Google is hogging the tech limelight this week thanks to the flashy new virtual reality and wearable technology shown off at the I/O developers conference, but Microsoft has an ambitious experimental entertainment system you should also be paying attention to: Project IllumiRoom.
The system, which has been in the works for several years now, is built entirely from affordable, readily available electronic components, including a video projector and a Microsoft Kinect. It works by using the Kinect to scan your living room to locate your TV set and furniture, then uses the projector to extend whatever visual media is playing on your TV set to the entire room around you. Among the many eye-catching things Microsoft imagines you’ll do with such a system: cower from virtual grenades rolling out of your TV set and onto the floor of your living room.

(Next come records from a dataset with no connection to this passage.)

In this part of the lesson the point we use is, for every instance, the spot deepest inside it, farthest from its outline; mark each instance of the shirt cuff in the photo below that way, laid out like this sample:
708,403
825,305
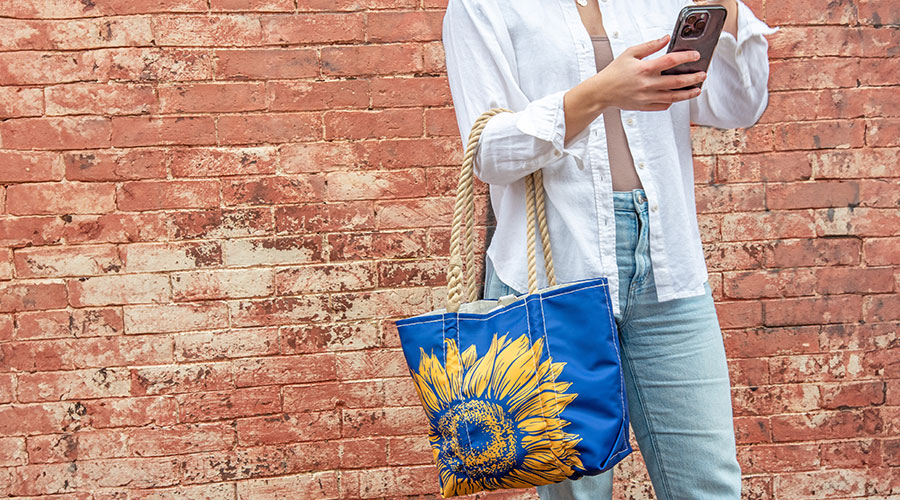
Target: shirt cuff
545,119
750,31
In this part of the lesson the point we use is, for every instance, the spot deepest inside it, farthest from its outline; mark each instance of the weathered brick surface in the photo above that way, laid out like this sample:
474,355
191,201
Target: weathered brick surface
211,211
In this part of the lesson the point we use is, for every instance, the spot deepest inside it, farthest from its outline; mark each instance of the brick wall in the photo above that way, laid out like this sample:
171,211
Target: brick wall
212,210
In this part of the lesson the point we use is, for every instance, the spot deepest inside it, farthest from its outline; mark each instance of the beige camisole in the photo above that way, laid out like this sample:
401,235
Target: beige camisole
621,164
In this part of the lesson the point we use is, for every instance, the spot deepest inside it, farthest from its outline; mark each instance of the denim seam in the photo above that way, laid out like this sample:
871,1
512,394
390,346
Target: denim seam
651,434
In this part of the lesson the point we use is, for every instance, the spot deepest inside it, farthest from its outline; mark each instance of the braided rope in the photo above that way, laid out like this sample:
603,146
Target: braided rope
545,233
529,213
460,286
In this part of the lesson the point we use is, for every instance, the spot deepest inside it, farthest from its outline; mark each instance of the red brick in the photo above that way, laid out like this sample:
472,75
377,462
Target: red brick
772,167
814,12
222,284
16,102
406,92
882,132
750,430
81,260
851,454
857,221
324,28
179,379
274,190
155,195
404,26
206,29
118,289
30,296
106,98
371,60
199,407
321,337
852,395
76,384
881,193
721,256
31,166
822,425
808,73
834,366
12,451
221,223
767,225
289,428
835,280
255,128
817,194
282,369
259,461
813,310
786,253
769,283
192,162
323,485
162,130
92,352
756,342
68,198
882,307
68,132
728,198
820,135
854,163
168,317
212,97
226,344
375,185
373,124
315,95
115,166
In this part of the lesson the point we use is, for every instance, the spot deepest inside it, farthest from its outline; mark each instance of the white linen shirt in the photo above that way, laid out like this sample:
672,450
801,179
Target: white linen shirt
524,55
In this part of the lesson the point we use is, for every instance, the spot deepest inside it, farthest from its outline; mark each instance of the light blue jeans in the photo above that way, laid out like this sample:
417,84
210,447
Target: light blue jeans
676,378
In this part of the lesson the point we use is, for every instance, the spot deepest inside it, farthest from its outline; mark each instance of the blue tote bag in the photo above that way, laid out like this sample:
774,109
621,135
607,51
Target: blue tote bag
524,390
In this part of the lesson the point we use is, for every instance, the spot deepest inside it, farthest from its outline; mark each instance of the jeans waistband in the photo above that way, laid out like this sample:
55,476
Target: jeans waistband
635,200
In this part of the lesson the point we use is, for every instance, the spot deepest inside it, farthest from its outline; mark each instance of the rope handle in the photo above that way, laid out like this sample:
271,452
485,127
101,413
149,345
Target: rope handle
460,287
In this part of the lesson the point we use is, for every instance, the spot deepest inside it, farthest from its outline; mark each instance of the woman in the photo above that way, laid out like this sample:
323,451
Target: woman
612,136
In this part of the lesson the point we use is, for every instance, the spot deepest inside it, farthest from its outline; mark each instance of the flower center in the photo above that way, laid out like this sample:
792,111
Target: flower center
480,439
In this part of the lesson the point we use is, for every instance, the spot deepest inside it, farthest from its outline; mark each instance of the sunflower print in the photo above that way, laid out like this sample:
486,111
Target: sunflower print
495,420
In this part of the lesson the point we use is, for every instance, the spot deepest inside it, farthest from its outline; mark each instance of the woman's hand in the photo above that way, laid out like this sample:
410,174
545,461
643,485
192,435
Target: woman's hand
629,82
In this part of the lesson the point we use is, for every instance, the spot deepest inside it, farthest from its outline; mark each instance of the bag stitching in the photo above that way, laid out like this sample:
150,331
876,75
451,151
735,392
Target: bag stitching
502,311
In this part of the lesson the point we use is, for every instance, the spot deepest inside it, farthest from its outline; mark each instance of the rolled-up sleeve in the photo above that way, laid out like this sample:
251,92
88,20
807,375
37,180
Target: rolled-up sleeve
735,93
480,71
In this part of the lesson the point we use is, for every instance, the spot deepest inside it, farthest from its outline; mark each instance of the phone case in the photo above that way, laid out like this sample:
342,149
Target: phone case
703,42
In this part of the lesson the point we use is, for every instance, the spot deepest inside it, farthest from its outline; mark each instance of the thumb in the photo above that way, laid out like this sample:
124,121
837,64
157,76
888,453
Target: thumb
643,50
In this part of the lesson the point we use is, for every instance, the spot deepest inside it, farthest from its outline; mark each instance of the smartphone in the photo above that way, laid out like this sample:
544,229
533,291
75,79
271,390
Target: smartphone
698,28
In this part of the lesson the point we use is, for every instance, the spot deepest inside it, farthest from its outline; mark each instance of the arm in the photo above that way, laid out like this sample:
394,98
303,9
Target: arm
735,93
478,52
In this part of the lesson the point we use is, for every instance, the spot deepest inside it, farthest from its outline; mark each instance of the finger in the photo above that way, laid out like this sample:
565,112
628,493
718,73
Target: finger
668,82
643,50
673,59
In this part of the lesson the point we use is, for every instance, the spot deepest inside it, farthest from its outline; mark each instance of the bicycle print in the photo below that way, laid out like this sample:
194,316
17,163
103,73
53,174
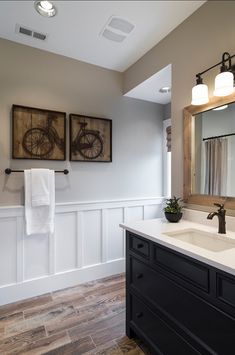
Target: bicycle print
38,134
90,138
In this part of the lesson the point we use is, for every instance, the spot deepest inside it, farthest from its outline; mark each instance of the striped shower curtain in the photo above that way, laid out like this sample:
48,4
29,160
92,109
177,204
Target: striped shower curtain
216,161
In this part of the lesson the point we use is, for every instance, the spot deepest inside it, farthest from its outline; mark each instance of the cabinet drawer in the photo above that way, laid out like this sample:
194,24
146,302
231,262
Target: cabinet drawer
181,266
139,245
196,316
167,341
225,289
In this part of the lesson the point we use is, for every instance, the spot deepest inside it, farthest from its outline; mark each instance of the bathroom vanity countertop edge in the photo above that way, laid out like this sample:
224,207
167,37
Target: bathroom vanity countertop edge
154,230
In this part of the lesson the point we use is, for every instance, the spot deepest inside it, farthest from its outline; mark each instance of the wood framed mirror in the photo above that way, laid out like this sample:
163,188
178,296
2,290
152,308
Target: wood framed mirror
196,169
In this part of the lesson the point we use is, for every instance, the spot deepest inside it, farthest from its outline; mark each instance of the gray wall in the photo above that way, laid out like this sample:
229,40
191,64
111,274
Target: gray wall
167,111
192,47
36,78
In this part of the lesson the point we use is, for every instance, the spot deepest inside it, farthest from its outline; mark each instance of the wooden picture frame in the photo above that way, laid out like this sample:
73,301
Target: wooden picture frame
189,155
90,139
38,133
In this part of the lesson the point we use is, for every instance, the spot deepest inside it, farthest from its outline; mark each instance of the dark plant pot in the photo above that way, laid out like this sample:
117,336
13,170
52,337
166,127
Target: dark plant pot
173,217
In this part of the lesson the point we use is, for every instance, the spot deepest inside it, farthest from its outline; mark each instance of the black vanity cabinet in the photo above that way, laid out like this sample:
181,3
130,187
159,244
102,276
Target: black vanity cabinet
176,304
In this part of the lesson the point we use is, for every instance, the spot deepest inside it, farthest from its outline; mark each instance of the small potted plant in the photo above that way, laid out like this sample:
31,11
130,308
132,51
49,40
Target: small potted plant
173,209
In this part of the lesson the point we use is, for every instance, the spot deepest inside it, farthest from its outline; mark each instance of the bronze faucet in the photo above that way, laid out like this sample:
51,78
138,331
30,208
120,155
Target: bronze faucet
221,216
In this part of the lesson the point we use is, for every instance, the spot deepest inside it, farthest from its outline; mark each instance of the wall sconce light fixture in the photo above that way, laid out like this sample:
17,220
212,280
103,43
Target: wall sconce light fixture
223,81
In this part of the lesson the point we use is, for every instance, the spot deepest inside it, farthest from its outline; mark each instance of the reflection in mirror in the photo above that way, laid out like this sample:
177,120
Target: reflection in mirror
214,147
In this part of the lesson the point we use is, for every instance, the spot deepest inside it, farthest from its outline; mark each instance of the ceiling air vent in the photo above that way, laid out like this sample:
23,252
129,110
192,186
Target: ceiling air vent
117,29
39,35
30,33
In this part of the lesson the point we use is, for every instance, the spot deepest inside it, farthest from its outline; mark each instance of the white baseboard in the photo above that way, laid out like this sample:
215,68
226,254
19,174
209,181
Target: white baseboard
87,245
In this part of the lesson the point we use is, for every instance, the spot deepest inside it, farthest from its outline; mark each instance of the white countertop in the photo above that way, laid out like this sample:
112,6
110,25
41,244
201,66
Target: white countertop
154,230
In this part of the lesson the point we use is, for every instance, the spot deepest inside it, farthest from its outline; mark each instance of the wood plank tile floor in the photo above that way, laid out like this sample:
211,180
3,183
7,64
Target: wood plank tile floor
86,319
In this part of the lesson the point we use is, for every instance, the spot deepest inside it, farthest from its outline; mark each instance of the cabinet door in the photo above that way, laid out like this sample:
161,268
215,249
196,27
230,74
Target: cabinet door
198,318
166,341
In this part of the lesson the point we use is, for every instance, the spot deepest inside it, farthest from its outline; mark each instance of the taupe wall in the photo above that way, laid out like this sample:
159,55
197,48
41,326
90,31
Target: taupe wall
36,78
195,45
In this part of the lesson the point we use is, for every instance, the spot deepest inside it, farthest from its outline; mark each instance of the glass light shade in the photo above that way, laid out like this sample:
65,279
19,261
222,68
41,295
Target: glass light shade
45,8
46,5
223,84
200,94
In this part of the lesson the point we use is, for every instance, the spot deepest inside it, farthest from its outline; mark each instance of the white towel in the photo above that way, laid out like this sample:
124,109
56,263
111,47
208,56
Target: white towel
39,219
40,187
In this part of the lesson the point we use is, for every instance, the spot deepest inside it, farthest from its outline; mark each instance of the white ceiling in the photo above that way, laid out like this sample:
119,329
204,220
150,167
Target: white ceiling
74,31
148,90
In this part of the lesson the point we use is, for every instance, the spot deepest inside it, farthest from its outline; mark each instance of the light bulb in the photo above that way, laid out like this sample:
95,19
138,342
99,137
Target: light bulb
224,84
46,5
200,94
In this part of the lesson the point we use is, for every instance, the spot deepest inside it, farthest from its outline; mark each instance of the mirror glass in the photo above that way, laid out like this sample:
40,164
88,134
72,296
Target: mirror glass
213,148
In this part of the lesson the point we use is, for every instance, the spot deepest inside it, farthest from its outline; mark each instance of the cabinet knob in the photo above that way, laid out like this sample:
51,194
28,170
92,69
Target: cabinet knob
139,315
140,245
139,276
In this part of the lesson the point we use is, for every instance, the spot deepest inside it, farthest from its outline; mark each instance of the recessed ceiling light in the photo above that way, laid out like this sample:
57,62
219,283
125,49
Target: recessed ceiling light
45,8
165,89
220,108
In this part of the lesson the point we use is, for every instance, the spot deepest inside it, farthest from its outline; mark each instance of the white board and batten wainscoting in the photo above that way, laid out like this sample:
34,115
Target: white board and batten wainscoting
88,244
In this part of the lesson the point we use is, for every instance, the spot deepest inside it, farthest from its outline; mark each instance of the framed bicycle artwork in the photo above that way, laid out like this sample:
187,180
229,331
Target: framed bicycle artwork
90,139
38,134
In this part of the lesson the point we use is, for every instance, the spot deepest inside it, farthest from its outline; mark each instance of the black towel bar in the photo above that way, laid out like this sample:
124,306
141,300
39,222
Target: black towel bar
8,171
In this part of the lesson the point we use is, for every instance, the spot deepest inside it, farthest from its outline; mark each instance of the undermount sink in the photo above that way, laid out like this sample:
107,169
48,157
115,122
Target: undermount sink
205,240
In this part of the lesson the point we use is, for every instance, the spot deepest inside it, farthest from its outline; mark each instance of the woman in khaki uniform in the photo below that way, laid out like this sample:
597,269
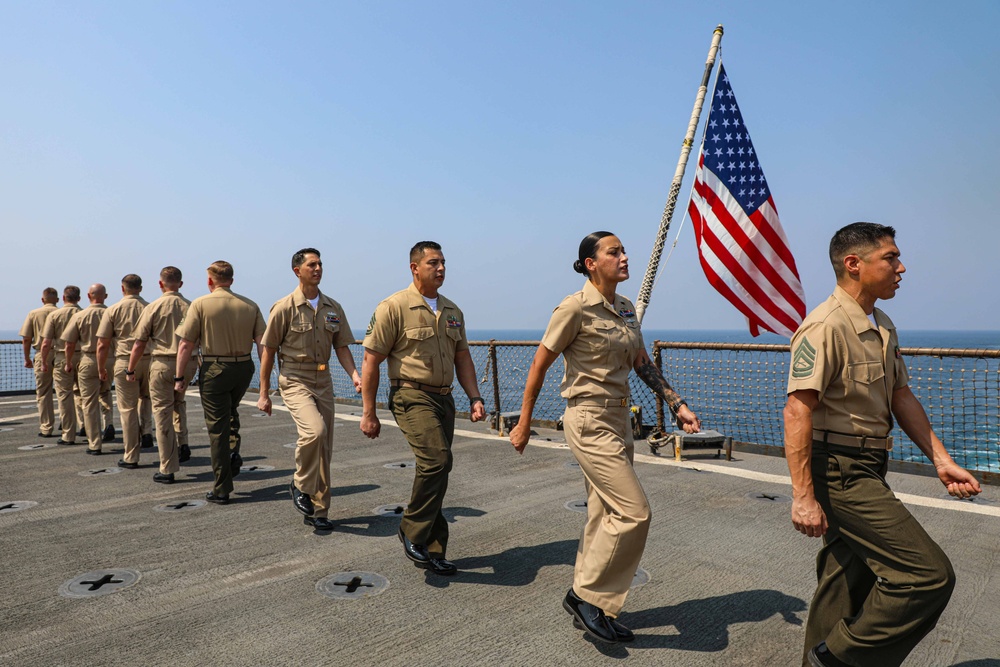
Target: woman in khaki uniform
597,332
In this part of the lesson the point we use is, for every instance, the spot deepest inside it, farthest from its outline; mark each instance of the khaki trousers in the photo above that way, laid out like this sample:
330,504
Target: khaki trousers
128,395
67,390
618,513
428,422
223,384
169,409
145,415
95,398
44,395
882,581
308,395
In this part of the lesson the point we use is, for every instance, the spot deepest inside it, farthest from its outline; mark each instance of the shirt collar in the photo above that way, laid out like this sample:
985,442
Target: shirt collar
416,299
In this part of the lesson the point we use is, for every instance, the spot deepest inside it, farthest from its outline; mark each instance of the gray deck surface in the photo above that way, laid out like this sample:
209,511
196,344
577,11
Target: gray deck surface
729,579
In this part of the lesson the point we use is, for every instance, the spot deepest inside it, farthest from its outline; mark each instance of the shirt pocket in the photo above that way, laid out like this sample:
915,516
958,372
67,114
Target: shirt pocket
421,341
418,362
865,372
300,326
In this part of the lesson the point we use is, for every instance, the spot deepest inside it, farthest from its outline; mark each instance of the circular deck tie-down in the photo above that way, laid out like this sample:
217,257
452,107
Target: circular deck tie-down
352,585
99,582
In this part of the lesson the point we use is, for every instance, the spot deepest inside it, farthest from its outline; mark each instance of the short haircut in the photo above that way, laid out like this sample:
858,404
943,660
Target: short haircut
417,251
858,238
132,281
221,271
170,275
300,257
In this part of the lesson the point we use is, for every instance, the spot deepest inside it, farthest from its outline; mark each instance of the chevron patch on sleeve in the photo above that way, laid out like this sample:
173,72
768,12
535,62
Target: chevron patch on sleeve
803,360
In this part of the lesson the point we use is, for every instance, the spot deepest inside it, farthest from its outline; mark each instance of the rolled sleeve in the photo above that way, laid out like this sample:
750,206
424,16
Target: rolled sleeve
564,325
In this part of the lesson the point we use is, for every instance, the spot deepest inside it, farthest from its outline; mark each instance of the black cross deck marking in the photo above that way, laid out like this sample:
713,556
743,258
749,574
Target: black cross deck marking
351,586
106,579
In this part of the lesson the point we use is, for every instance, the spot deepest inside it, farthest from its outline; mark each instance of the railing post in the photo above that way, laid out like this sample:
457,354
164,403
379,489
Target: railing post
496,386
658,359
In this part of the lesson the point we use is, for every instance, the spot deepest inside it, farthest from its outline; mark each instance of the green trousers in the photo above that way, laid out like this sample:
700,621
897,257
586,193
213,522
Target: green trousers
882,581
428,422
222,386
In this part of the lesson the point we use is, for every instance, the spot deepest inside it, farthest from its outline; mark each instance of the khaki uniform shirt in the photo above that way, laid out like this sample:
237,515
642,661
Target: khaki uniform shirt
119,323
34,324
82,329
158,324
599,342
420,345
305,335
854,366
56,324
224,323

Microsoft has previously shown off several impressive demos of IllumiRoom being used to play movies, as well as deeply immersive first-person shooter video games, but the latest video demo — released to coincide with a new paper on the system published in the June edition of Communications of the Association for Computer Machinery (ACM) — shows even more impressive progress. IllumiRoom can not only drop virtual objects onto the ground in front of you, but visually distort the entire appearance of the room to make it appear as though the world is rippling from the force of your video game gunshots.
Although the project remains in the hands of researchers for now, it’s not too difficult to imagine this making its way to the next Xbox. And put alongside Microsoft’s HoloLens headset, which is due to ship later this year, the future of home entertainment looks brighter and more addictive than ever.